The Secretariat gave an explanation on "3.1. Identification" based on Document 2, pages 20 to 30, and experts held a free discussion.

Expert opinion
  • Regarding the term "identity verification documents," after the explanation that "identity verification" was broken down into "identification" and "verification of the person in question," the word "identity verification" documents before being broken down appeared again in the chapter of "identification," and I felt it was strange because of the inconsistency. I also felt it was a problem that the term "verification" was applied to both Validation and Verification.
  • I always say that we should use words that include the subject of certification, because the word "certification" alone does not tell us what we are certifying. In the NIST guidelines, Verification means "association with the body", so Verification cannot be used in the sense of signature verification.
  • As for the order of the table of contents, how about writing the overall picture of the process first instead of writing threats and countermeasures all of a sudden?
  • Are threats and countermeasures written first in this draft guideline because they were written first in the current guideline?
  • (Secretariat) In the current Guidelines, the three processes are not described in the main body of the Guidelines, but in a separate volume. As the Advisory Panel proceeded this time, one major theme was "developing threat-based response standards," so I thought I would first explain the threat and then explain the process to counter it.
  • I agree with the description from the threat. However, I think it would be better to clarify the content explained by the secretariat in the guidelines. In addition, I think it would be desirable to have a summary of the relationship between each of the three processes (Resolution, Validation, and Verification).

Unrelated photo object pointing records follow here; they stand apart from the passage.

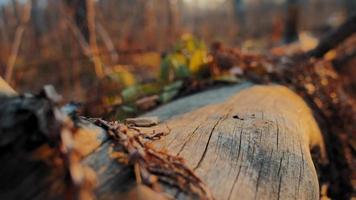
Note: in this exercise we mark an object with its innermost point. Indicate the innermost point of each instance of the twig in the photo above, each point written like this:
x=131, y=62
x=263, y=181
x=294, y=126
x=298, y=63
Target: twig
x=92, y=39
x=17, y=40
x=108, y=42
x=334, y=38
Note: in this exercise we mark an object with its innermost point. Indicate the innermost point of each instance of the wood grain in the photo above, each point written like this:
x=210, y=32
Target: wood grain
x=256, y=145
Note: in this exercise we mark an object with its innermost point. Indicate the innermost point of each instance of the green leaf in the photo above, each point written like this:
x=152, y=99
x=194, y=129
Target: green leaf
x=182, y=71
x=131, y=93
x=174, y=86
x=168, y=95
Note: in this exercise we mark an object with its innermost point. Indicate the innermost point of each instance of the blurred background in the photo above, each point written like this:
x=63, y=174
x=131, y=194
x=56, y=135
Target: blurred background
x=73, y=44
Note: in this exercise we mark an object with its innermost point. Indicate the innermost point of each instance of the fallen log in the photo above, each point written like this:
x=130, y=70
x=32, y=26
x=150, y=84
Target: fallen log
x=255, y=145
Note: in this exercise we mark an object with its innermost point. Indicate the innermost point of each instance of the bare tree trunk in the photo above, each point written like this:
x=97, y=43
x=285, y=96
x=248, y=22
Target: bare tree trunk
x=291, y=21
x=79, y=7
x=240, y=14
x=92, y=39
x=17, y=41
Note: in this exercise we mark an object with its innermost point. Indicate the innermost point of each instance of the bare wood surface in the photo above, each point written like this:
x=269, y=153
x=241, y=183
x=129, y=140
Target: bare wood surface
x=255, y=145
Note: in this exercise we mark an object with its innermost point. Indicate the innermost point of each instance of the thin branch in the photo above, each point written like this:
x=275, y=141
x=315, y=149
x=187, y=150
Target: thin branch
x=92, y=39
x=108, y=42
x=17, y=40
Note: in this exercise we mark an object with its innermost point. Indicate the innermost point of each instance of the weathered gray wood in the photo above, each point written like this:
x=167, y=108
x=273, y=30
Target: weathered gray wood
x=255, y=145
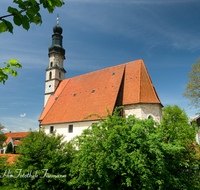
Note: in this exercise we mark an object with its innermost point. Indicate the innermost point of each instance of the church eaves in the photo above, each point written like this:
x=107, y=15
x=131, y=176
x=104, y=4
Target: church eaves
x=97, y=90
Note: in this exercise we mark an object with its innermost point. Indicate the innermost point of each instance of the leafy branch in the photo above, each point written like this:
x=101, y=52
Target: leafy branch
x=7, y=70
x=27, y=13
x=31, y=9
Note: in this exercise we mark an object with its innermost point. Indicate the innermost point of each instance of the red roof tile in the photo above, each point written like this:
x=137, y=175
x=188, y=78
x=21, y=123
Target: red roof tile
x=7, y=140
x=75, y=99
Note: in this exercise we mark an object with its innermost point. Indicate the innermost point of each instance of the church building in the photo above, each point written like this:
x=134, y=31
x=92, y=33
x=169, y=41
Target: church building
x=68, y=101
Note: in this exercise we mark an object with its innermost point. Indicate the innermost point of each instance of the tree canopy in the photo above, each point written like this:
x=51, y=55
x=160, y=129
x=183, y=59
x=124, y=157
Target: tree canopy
x=2, y=129
x=129, y=153
x=115, y=153
x=46, y=157
x=28, y=12
x=192, y=90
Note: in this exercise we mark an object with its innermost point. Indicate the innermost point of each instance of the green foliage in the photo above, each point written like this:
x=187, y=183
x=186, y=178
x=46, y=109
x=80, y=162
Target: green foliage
x=9, y=149
x=41, y=153
x=3, y=162
x=7, y=70
x=2, y=137
x=27, y=13
x=129, y=153
x=192, y=90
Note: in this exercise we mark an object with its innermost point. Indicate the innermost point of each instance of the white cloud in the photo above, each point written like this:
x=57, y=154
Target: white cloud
x=23, y=115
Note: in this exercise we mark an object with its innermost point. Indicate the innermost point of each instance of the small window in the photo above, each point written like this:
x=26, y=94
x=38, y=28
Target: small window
x=50, y=75
x=51, y=129
x=70, y=129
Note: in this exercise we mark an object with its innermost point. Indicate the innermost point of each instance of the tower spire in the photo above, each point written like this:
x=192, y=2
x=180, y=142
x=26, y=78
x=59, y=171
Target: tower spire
x=56, y=46
x=55, y=71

  • (Secretariat) In response to your comments, we have recognized that there should be an overview chart at the beginning. I believe that there are other places in the Guidelines where an overview chart should be inserted, and we would like to review them as well.
  • When making an overview diagram, I think it will help readers to understand by including threats in the diagram. I think it is important to be understood, so I think the order of description does not matter.

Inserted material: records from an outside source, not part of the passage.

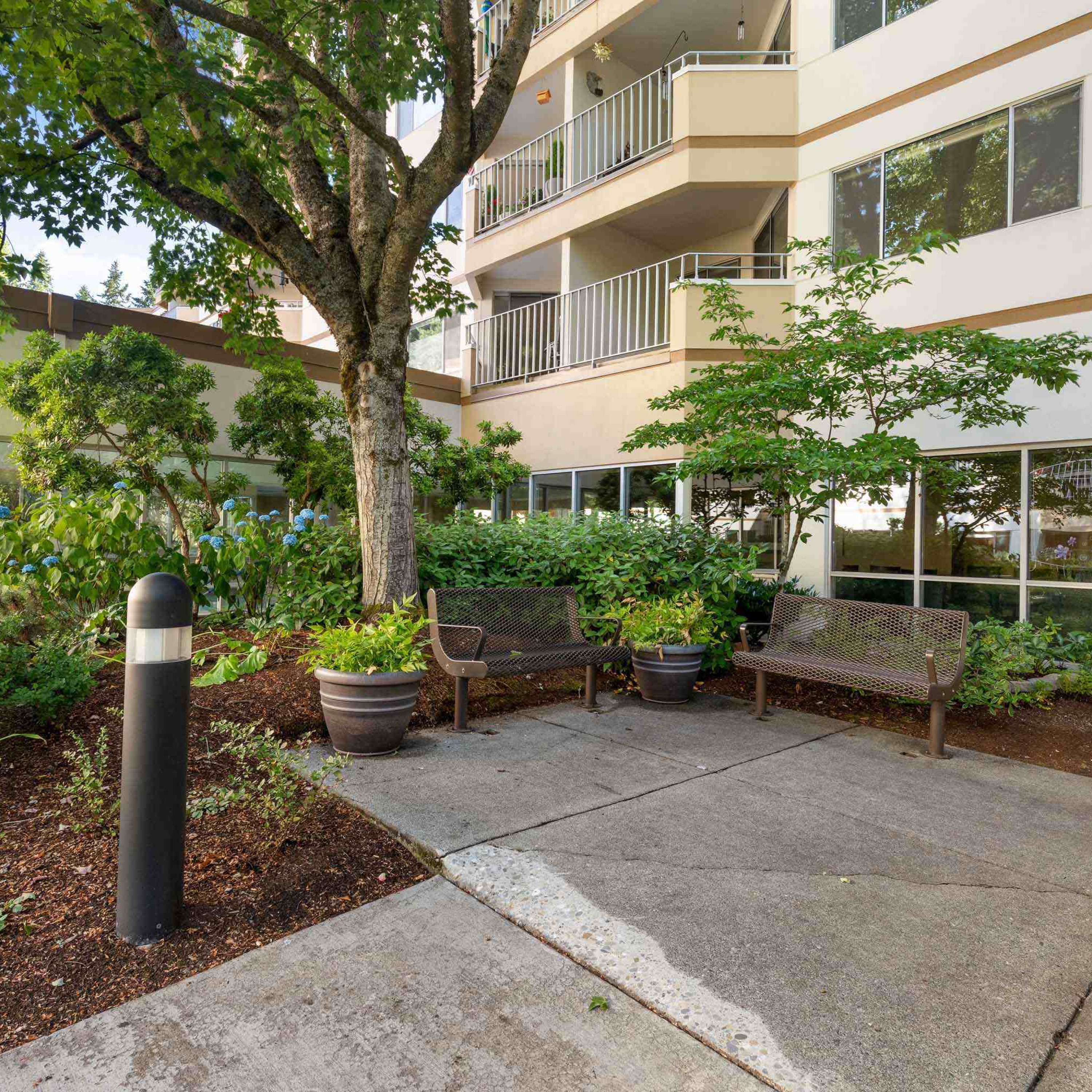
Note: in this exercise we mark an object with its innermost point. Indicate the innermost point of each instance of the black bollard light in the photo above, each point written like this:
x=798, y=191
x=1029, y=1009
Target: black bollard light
x=151, y=843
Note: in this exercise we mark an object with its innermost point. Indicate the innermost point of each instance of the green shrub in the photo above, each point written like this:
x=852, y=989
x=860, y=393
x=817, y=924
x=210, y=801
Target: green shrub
x=681, y=621
x=606, y=559
x=88, y=784
x=46, y=678
x=390, y=644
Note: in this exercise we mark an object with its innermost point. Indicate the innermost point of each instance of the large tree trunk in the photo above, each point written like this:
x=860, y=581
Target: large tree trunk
x=384, y=490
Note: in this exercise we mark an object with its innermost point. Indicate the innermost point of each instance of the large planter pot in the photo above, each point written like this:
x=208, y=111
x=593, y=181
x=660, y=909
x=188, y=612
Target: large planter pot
x=367, y=715
x=668, y=672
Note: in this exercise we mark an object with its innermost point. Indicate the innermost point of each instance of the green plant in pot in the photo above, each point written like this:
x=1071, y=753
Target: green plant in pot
x=369, y=674
x=668, y=639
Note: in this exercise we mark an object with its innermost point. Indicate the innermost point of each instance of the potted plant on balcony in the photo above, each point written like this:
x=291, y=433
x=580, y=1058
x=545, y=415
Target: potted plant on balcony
x=369, y=674
x=555, y=169
x=668, y=639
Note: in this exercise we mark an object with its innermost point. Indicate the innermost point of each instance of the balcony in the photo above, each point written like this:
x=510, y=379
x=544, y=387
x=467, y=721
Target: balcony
x=682, y=104
x=626, y=315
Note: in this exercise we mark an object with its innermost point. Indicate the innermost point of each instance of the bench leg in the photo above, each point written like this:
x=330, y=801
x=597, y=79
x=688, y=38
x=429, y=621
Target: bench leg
x=462, y=695
x=937, y=731
x=591, y=673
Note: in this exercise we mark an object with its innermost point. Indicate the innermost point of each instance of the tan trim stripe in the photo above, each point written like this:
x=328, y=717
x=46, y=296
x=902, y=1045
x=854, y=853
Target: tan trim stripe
x=988, y=64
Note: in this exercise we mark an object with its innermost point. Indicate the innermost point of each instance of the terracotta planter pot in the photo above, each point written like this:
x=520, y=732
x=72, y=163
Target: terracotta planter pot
x=669, y=680
x=367, y=715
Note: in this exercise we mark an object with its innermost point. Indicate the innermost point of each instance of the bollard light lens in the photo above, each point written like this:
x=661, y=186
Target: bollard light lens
x=159, y=646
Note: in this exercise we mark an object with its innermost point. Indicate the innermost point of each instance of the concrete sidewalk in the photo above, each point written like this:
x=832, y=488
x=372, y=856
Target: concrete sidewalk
x=426, y=991
x=814, y=900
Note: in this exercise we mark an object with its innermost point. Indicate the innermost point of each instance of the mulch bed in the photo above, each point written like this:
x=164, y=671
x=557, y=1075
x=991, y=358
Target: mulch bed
x=247, y=886
x=1060, y=737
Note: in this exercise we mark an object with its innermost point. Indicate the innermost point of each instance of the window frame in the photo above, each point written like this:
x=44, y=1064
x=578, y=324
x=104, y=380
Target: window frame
x=1010, y=111
x=919, y=579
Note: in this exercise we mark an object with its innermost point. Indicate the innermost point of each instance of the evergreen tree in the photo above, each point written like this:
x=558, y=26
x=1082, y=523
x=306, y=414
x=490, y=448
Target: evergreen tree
x=115, y=290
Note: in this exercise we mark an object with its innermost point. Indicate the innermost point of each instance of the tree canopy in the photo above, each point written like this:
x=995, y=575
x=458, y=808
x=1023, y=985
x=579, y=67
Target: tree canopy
x=252, y=138
x=816, y=415
x=117, y=408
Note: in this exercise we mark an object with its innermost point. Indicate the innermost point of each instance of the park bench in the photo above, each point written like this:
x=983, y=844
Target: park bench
x=479, y=633
x=907, y=652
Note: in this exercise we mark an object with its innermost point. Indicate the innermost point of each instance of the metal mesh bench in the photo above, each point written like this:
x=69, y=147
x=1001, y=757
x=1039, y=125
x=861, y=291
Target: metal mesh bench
x=908, y=652
x=483, y=632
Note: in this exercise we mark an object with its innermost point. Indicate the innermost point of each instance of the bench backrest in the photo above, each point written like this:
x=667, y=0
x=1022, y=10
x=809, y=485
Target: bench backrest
x=521, y=618
x=875, y=635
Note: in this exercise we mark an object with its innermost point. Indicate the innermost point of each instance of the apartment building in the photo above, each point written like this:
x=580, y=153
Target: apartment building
x=658, y=140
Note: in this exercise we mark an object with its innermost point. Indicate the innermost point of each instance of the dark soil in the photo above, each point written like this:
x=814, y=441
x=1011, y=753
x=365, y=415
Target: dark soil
x=1060, y=737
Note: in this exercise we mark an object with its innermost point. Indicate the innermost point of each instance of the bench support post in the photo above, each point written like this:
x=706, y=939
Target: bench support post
x=937, y=731
x=462, y=696
x=591, y=673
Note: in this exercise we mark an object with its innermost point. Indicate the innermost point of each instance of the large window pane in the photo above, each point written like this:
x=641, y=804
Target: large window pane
x=858, y=208
x=1071, y=609
x=876, y=538
x=554, y=493
x=1046, y=148
x=599, y=491
x=645, y=496
x=856, y=18
x=899, y=592
x=972, y=517
x=956, y=182
x=426, y=345
x=1061, y=521
x=979, y=601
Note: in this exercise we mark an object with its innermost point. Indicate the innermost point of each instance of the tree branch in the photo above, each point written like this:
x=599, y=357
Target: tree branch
x=301, y=67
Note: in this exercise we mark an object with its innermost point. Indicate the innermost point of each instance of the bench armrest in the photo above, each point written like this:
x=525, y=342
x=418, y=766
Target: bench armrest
x=617, y=633
x=480, y=629
x=751, y=625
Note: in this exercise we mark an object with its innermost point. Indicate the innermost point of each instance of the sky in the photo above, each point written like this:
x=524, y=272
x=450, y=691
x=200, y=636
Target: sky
x=88, y=265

  • Although each component is explained in Section 2.1, readers may forget the contents of the explanation as they read the guideline. Therefore, it is recommended that the purpose and outline of each component be described in Section 3.

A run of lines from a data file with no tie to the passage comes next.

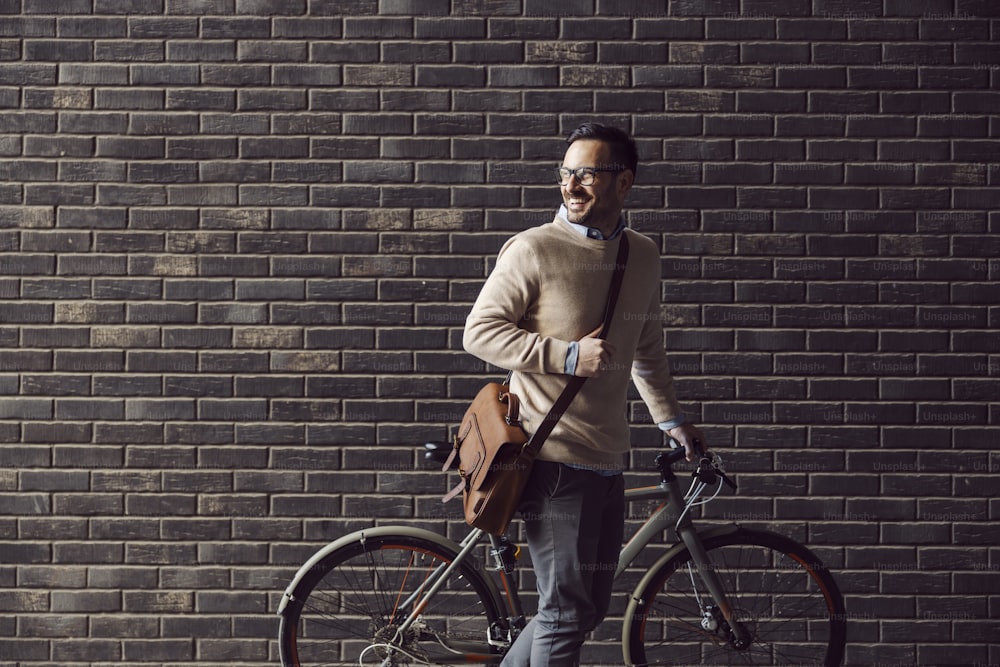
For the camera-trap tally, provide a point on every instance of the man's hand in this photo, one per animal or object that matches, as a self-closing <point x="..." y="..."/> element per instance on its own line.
<point x="692" y="439"/>
<point x="594" y="352"/>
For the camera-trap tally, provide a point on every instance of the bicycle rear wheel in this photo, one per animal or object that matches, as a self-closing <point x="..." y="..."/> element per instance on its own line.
<point x="348" y="608"/>
<point x="780" y="592"/>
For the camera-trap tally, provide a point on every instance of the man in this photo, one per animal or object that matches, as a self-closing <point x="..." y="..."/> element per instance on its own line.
<point x="539" y="315"/>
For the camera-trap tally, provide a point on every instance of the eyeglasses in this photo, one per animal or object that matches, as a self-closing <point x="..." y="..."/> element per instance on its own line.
<point x="584" y="175"/>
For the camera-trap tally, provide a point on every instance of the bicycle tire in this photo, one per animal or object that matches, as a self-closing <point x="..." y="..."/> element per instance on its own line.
<point x="779" y="590"/>
<point x="345" y="610"/>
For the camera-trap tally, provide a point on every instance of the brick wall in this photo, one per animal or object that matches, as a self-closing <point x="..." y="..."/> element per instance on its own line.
<point x="238" y="239"/>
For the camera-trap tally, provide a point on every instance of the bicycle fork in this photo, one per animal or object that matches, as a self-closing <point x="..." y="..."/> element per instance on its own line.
<point x="739" y="636"/>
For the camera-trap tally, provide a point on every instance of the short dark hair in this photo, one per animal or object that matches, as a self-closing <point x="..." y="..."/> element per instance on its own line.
<point x="623" y="150"/>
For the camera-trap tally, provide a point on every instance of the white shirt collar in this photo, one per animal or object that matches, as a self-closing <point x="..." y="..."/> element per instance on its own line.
<point x="591" y="232"/>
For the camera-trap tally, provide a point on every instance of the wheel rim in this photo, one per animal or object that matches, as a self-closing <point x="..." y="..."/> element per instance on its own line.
<point x="784" y="603"/>
<point x="348" y="611"/>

  • As stated in the first comment on page 27 of Appendix 2, I think it would be better to indicate what needs to be done for what purpose in the identification process. Also, I thought it would be more understandable if there were a diagram that would show which process is called "identification" in the entire identity verification.
  • As a method of risk analysis, "threats" and "vulnerabilities" are listed, and countermeasures against them are considered. However, even if the procedures are described in this guideline, I felt that it is not always easy for readers to understand.
  • (Secretariat) As you pointed out, in the current draft, only rough threats are listed at the beginning. However, with this method, there are some parts where specific threats cannot be written out, so we will make improvements based on the contents of the comments in the same part of the person's certification.
  • I thought that it would be better to describe the considerations for using postal mail, including the sending of the confirmation code, in the "Supplement to Identity Confirmation - Identity Confirmation by Postal Mail," which is outside the scope of this discussion.
  • Is the procedure of the identity verification method using verification codes standardized to some extent in the world? Recently, I myself have considered it, but I thought that there is a high possibility that it will be used incorrectly if the risks and processes are not carefully confirmed. I doubt if there is any knowledge in the world about the method of authenticating by sending verification codes.
  • There are cases that even general companies send confirmation codes by mail.
  • It is probably to confirm the address.
    In that regard, when we use the word identification, I feel that the perspective of "what do you want to confirm" by identification is important.
  • I believe it is necessary to state that sending the confirmation code does not mean that it is enough to simply send the number, and that confirmation and tailoring of the mission is necessary.
  • As for the means of mailing, it is necessary to pay attention to whether there is a legal identity verification effect or not. For example, private services that do not have a laws and ordinances effect cannot be used for identity verification in administrative procedures, although person-only mail is regulated in the.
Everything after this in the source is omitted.